This ensures the synchronization and the execution of
the stop test:

::

      if(sum <= epsilon) break;

Observe that although the entire matrix ``A`` is shared between
all threads, each threads needs only ``n/p`` columns of the matrix.
In the MPI version of the method of Jacobi, entire rows of the matrix
were distributed among the processors.  If we were to make a distributed
memory version of the OpenMP code, then we would distribute entire columns
of the matrix ``A`` over the processors.

Running times obtained via the command ``time``
on a 12-core Intel X5690 at 3.47 GHz, are in :numref:`tabtimegsomp`.

.. _tabtimegsomp:

.. table:: Times of a parallel Gauss-Seidel with OpenMP

   +-----+--------+-----------+-----------+--------+---------+
   | *p* | *n*    | real      | user      | sys    | speedup |
   +=====+========+===========+===========+========+=========+
   | 1   | 10,000 |    7.165s |    6.921s | 0.242s |         |
   +-----+--------+-----------+-----------+--------+---------+
   |     | 20,000 |   28.978s |   27.914s | 1.060s |         |
   +-----+--------+-----------+-----------+--------+---------+
   |     | 30,000 | 1m 6.491s | 1m 4.139s | 2.341s |         |
   +-----+--------+-----------+-----------+--------+---------+
   | 2   | 10,000 |  4.243s   |    7.621s | 0.310s |  1.689  |
   +-----+--------+-----------+-----------+--------+---------+
   |     | 20,000 | 16.325s   |   29.556s | 1.066s |  1.775  |
   +-----+--------+-----------+-----------+--------+---------+
   |     | 30,000 | 36.847s   | 1m 6.831s | 2.324s |  1.805  |
   +-----+--------+-----------+-----------+--------+---------+
   | 5   | 10,000 |  2.415s   |    9.440s | 0.420s |  2.967  |
   +-----+--------+-----------+-----------+--------+---------+
   |     | 20,000 |  8.403s   |   32.730s | 1.218s |  3.449  |
   +-----+--------+-----------+-----------+--------+---------+
   |     | 30,000 | 18.240s   | 1m 11.031s| 2.327s |  3.645  |
   +-----+--------+-----------+-----------+--------+---------+
   |10   | 10,000 |  2.173s   |   16.241s | 0.501s |  3.297  |
   +-----+--------+-----------+-----------+--------+---------+
   |     | 20,000 |  6.524s   |   45.629s | 1.521s |  4.442  |
   +-----+--------+-----------+-----------+--------+---------+
   |     | 30,000 | 13.273s   | 1m 29.687s| 2.849s |  5.010  |
   +-----+--------+-----------+-----------+--------+---------+

Solving the Heat Equation
-------------------------

We will be applying a time stepping method to the
heat or diffusion equation:

.. math::

   \frac{\partial^2 u}{\partial x^2}
   + \frac{\partial^2 u}{\partial y^2}
   = \frac{\partial u}{\partial t}

models the temperature distribution :math:`u(x,y,t)`
evolving in time :math:`t` for :math:`(x,y)` in some domain.
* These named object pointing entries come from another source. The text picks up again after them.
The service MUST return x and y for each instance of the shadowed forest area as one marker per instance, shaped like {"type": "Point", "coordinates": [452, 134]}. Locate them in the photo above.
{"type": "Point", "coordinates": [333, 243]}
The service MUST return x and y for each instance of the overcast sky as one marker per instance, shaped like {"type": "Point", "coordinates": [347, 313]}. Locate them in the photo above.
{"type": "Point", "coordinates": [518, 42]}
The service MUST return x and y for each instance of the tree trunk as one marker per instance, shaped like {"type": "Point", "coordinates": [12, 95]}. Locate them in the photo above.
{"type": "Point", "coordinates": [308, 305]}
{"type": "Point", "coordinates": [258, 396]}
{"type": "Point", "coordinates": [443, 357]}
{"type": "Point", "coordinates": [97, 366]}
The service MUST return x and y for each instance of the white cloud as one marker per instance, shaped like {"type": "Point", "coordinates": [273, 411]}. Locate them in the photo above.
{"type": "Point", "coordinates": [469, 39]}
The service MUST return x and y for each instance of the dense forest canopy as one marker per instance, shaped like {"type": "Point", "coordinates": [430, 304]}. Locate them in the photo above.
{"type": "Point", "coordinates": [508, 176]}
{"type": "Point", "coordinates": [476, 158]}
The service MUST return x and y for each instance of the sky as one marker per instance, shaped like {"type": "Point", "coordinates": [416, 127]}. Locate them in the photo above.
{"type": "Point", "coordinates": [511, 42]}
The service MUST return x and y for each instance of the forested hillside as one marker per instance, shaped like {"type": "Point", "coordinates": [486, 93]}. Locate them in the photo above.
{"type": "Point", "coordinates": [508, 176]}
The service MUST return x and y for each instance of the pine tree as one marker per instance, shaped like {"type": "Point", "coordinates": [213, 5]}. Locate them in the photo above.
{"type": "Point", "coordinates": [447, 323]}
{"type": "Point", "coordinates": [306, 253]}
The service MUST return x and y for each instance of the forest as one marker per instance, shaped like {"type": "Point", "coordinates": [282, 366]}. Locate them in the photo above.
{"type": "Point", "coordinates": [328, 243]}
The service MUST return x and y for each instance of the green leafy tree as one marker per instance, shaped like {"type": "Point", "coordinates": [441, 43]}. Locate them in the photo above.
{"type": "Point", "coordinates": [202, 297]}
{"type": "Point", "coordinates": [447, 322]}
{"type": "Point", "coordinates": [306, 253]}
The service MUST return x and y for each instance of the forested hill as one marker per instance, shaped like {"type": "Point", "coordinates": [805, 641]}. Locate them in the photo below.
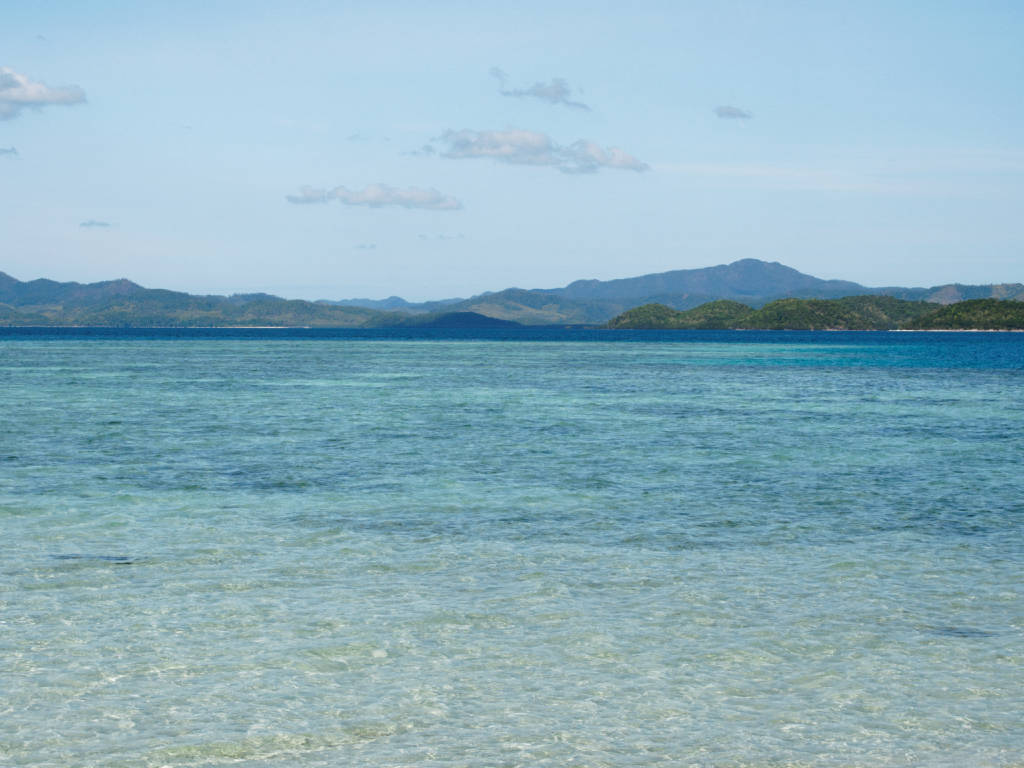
{"type": "Point", "coordinates": [848, 313]}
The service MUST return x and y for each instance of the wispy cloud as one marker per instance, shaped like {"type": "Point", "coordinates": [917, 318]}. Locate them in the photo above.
{"type": "Point", "coordinates": [17, 93]}
{"type": "Point", "coordinates": [425, 151]}
{"type": "Point", "coordinates": [460, 236]}
{"type": "Point", "coordinates": [532, 147]}
{"type": "Point", "coordinates": [733, 113]}
{"type": "Point", "coordinates": [555, 92]}
{"type": "Point", "coordinates": [379, 196]}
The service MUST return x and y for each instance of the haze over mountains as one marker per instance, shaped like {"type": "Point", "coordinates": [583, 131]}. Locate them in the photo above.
{"type": "Point", "coordinates": [752, 282]}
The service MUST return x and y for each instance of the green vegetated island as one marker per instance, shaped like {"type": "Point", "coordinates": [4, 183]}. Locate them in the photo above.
{"type": "Point", "coordinates": [745, 294]}
{"type": "Point", "coordinates": [848, 313]}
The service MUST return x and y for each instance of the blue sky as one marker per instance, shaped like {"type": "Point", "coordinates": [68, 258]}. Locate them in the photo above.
{"type": "Point", "coordinates": [330, 150]}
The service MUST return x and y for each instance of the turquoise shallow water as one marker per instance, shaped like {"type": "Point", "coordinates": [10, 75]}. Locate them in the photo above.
{"type": "Point", "coordinates": [735, 550]}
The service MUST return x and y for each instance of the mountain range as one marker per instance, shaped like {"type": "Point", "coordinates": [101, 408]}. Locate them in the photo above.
{"type": "Point", "coordinates": [755, 283]}
{"type": "Point", "coordinates": [752, 282]}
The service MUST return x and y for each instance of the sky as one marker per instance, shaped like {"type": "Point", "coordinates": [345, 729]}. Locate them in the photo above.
{"type": "Point", "coordinates": [339, 150]}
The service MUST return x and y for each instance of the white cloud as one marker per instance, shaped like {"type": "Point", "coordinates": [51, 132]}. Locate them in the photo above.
{"type": "Point", "coordinates": [733, 113]}
{"type": "Point", "coordinates": [17, 93]}
{"type": "Point", "coordinates": [379, 196]}
{"type": "Point", "coordinates": [532, 147]}
{"type": "Point", "coordinates": [555, 92]}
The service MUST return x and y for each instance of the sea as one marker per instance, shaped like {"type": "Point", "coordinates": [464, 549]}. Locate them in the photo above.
{"type": "Point", "coordinates": [525, 547]}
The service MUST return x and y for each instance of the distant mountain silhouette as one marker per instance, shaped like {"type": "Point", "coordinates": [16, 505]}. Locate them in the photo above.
{"type": "Point", "coordinates": [751, 282]}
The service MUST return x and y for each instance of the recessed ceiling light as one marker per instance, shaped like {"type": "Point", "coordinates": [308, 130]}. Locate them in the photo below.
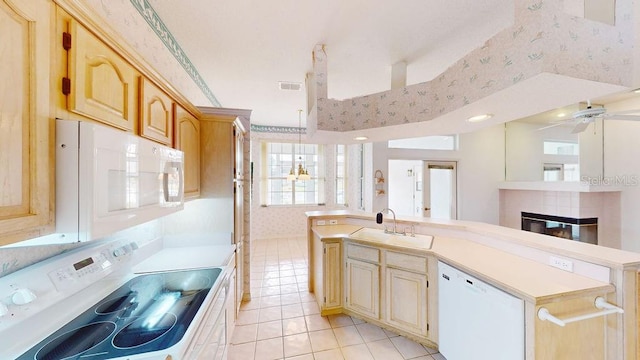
{"type": "Point", "coordinates": [479, 118]}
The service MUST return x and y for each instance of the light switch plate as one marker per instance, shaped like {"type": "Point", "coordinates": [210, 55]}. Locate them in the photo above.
{"type": "Point", "coordinates": [563, 264]}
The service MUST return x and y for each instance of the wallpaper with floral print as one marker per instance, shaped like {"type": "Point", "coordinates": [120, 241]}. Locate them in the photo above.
{"type": "Point", "coordinates": [543, 39]}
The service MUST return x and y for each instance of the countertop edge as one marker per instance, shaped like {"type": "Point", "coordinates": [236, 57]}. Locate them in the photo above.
{"type": "Point", "coordinates": [502, 285]}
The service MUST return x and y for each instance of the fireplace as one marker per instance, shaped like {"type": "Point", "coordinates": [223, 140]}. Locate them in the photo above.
{"type": "Point", "coordinates": [583, 230]}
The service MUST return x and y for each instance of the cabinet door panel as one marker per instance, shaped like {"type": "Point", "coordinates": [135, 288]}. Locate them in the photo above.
{"type": "Point", "coordinates": [332, 276]}
{"type": "Point", "coordinates": [25, 118]}
{"type": "Point", "coordinates": [406, 296]}
{"type": "Point", "coordinates": [188, 140]}
{"type": "Point", "coordinates": [102, 82]}
{"type": "Point", "coordinates": [155, 113]}
{"type": "Point", "coordinates": [362, 288]}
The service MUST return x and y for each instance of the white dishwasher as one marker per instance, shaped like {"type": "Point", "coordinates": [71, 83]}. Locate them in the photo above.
{"type": "Point", "coordinates": [476, 320]}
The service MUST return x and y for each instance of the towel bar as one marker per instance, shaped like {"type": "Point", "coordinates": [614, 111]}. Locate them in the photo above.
{"type": "Point", "coordinates": [600, 303]}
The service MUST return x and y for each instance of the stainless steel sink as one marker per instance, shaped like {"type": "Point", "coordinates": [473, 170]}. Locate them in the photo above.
{"type": "Point", "coordinates": [417, 241]}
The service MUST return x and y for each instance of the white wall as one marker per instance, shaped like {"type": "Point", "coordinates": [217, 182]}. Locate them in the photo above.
{"type": "Point", "coordinates": [621, 158]}
{"type": "Point", "coordinates": [401, 192]}
{"type": "Point", "coordinates": [480, 158]}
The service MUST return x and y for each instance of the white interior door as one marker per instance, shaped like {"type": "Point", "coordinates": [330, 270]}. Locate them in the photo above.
{"type": "Point", "coordinates": [439, 184]}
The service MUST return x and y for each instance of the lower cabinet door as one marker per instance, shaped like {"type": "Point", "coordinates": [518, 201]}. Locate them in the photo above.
{"type": "Point", "coordinates": [406, 300]}
{"type": "Point", "coordinates": [362, 288]}
{"type": "Point", "coordinates": [332, 276]}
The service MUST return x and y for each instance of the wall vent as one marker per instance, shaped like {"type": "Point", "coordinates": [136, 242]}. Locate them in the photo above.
{"type": "Point", "coordinates": [288, 85]}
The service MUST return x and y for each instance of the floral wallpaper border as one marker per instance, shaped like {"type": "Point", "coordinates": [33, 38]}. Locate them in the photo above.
{"type": "Point", "coordinates": [278, 129]}
{"type": "Point", "coordinates": [157, 25]}
{"type": "Point", "coordinates": [542, 39]}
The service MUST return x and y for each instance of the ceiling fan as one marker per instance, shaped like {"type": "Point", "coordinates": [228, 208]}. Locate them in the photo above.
{"type": "Point", "coordinates": [582, 118]}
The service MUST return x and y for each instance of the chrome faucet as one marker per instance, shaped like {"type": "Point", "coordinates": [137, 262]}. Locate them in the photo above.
{"type": "Point", "coordinates": [379, 221]}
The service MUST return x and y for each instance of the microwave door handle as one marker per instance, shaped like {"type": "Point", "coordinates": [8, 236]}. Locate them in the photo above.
{"type": "Point", "coordinates": [165, 181]}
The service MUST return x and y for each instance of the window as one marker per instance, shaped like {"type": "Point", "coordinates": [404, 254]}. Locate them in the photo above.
{"type": "Point", "coordinates": [278, 159]}
{"type": "Point", "coordinates": [341, 174]}
{"type": "Point", "coordinates": [561, 172]}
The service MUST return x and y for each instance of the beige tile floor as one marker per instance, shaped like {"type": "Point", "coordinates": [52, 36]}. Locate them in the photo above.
{"type": "Point", "coordinates": [282, 320]}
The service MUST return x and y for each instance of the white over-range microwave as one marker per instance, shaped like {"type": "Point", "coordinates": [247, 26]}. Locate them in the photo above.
{"type": "Point", "coordinates": [108, 180]}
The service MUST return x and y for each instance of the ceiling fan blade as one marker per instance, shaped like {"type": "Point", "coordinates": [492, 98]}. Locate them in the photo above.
{"type": "Point", "coordinates": [623, 117]}
{"type": "Point", "coordinates": [580, 127]}
{"type": "Point", "coordinates": [551, 126]}
{"type": "Point", "coordinates": [626, 112]}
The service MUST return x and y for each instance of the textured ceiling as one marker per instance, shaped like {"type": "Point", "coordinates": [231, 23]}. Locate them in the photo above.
{"type": "Point", "coordinates": [243, 48]}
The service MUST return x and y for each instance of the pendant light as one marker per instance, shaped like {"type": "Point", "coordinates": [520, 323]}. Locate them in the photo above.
{"type": "Point", "coordinates": [302, 173]}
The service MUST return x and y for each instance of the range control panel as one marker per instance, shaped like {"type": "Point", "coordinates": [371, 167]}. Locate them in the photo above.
{"type": "Point", "coordinates": [29, 291]}
{"type": "Point", "coordinates": [91, 268]}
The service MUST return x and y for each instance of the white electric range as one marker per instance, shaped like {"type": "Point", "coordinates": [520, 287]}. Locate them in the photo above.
{"type": "Point", "coordinates": [116, 300]}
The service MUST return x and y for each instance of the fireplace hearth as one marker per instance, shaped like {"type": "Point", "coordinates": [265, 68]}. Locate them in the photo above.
{"type": "Point", "coordinates": [583, 230]}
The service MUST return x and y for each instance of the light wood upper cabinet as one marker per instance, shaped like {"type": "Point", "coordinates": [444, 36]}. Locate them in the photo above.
{"type": "Point", "coordinates": [156, 122]}
{"type": "Point", "coordinates": [25, 120]}
{"type": "Point", "coordinates": [188, 140]}
{"type": "Point", "coordinates": [102, 84]}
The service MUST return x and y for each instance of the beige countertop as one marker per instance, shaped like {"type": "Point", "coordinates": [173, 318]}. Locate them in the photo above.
{"type": "Point", "coordinates": [532, 281]}
{"type": "Point", "coordinates": [605, 256]}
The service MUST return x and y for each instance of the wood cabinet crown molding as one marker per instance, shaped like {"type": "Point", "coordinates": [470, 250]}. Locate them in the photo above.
{"type": "Point", "coordinates": [217, 114]}
{"type": "Point", "coordinates": [87, 17]}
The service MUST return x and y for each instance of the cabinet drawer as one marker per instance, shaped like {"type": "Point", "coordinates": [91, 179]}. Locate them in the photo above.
{"type": "Point", "coordinates": [406, 261]}
{"type": "Point", "coordinates": [363, 253]}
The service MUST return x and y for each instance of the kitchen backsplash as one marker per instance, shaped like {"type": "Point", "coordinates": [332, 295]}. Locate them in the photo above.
{"type": "Point", "coordinates": [16, 257]}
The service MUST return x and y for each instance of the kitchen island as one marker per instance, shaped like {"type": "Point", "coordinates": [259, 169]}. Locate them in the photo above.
{"type": "Point", "coordinates": [392, 280]}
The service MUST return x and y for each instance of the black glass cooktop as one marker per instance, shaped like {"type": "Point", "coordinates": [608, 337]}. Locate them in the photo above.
{"type": "Point", "coordinates": [149, 313]}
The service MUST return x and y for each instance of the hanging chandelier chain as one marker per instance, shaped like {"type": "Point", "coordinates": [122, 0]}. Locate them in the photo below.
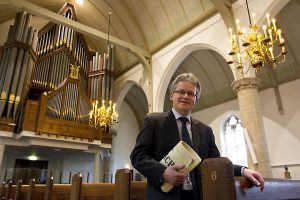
{"type": "Point", "coordinates": [257, 47]}
{"type": "Point", "coordinates": [248, 13]}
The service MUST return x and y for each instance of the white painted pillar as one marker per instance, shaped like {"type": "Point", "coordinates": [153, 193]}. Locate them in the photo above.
{"type": "Point", "coordinates": [97, 166]}
{"type": "Point", "coordinates": [2, 148]}
{"type": "Point", "coordinates": [250, 109]}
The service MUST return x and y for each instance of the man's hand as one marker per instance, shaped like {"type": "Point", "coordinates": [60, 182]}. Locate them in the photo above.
{"type": "Point", "coordinates": [173, 176]}
{"type": "Point", "coordinates": [256, 178]}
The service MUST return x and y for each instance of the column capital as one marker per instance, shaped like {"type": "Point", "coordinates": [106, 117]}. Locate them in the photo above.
{"type": "Point", "coordinates": [247, 82]}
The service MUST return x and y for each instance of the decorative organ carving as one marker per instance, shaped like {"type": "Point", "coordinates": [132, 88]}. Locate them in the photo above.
{"type": "Point", "coordinates": [60, 97]}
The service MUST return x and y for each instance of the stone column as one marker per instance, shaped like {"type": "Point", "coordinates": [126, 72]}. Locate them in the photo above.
{"type": "Point", "coordinates": [2, 148]}
{"type": "Point", "coordinates": [97, 166]}
{"type": "Point", "coordinates": [247, 92]}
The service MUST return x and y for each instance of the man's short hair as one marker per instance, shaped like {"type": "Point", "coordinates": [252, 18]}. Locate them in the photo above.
{"type": "Point", "coordinates": [186, 77]}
Related Partial Differential Equations (PDEs) are

.. math::

   \frac{\partial^2 u}{\partial x^2}
   + \frac{\partial^2 u}{\partial y^2} = 0
   \quad {\rm and} \quad
   \frac{\partial^2 u}{\partial x^2}
   + \frac{\partial^2 u}{\partial y^2} = f(x,y),

respectively called the Laplace and Poisson equations.

For the discretization of the derivatives, consider
that at a point :math:`(x_0,y_0,t_0)`, we have

.. math::

   \left. \frac{\partial u}{\partial x} \right|_{(x_0,y_0,t_0)}
   = \lim_{h \rightarrow 0} ~
     \underbrace{\frac{u(x_0+h,y_0,t_0) - u(x_0,y_0,h)}{h}}_{u_x(x_0,y_0,t_0)}

so for positive :math:`h \approx 0`,
:math:`\displaystyle u_x(x_0,y_0,t_0) \approx
\left. \frac{\partial u}{\partial x} \right|_{(x_0,y_0,t_0)}`.

For the second derivative we use
the finite difference :math:`u_{xx}(x_0,y_0,t_0)`

.. math::

   \begin{array}{rcl}
   \!\!\!  & = & {\displaystyle \frac{1}{h} \left(
       \frac{u(x_0 + h,y_0,t_0) - u(x_0,y_0,t_0)}{h} 
             - \frac{u(x_0,y_0,t_0) - u(x_0-h,y_0,t_0)}{h} \right)} \\
   \!\!\!  & = & {\displaystyle
     \frac{u(x_0 + h,y_0,t_0) - 2 u(x_0,y_0,t_0) + u(x_0-h,y_0,t_0)}{h^2}}.
   \end{array}


Time stepping is then done along the formulas:`

.. math::

   \begin{array}{rcl}
     u_t(x_0,y_0,t_0)
     & = & {\displaystyle \frac{u(x_0,y_0,t_0+h) - u(x_0,y_0,t_0)}{h}} \\
     u_{xx}(x_0,y_0,t_0)
     & = & {\displaystyle \frac{u(x_0+h,y_0,t_0) - 2 u(x_0,y_0,t_0)
             + u(x_0-h,y_0,t_0)}{h^2}} \\
     u_{yy}(x_0,y_0,t_0)
     & = & {\displaystyle \frac{u(x_0,y_0+h,t_0) - 2 u(x_0,y_0,t_0)
             + u(x_0,y_0-h,t_0)}{h^2}}
   \end{array}

Then the equation :math:`\displaystyle \frac{\partial u}{\partial t} =
\frac{\partial^2 u}{\partial x^2} + \frac{\partial^2 u}{\partial y^2}`
becomes

.. math::

   \begin{array}{rcl}
   u(x_0,y_0,t_0+h) & \!\! = \!\! & u(x_0,y_0,t_0) \\
   & \!\! + \!\! 
   & {\displaystyle \frac{1}{h} ~ \left[ ~ u(x_0+h,y_0,t_0) + u(x_0-h,y_0,t_0) \right.} \\
   & \!\! + \!\!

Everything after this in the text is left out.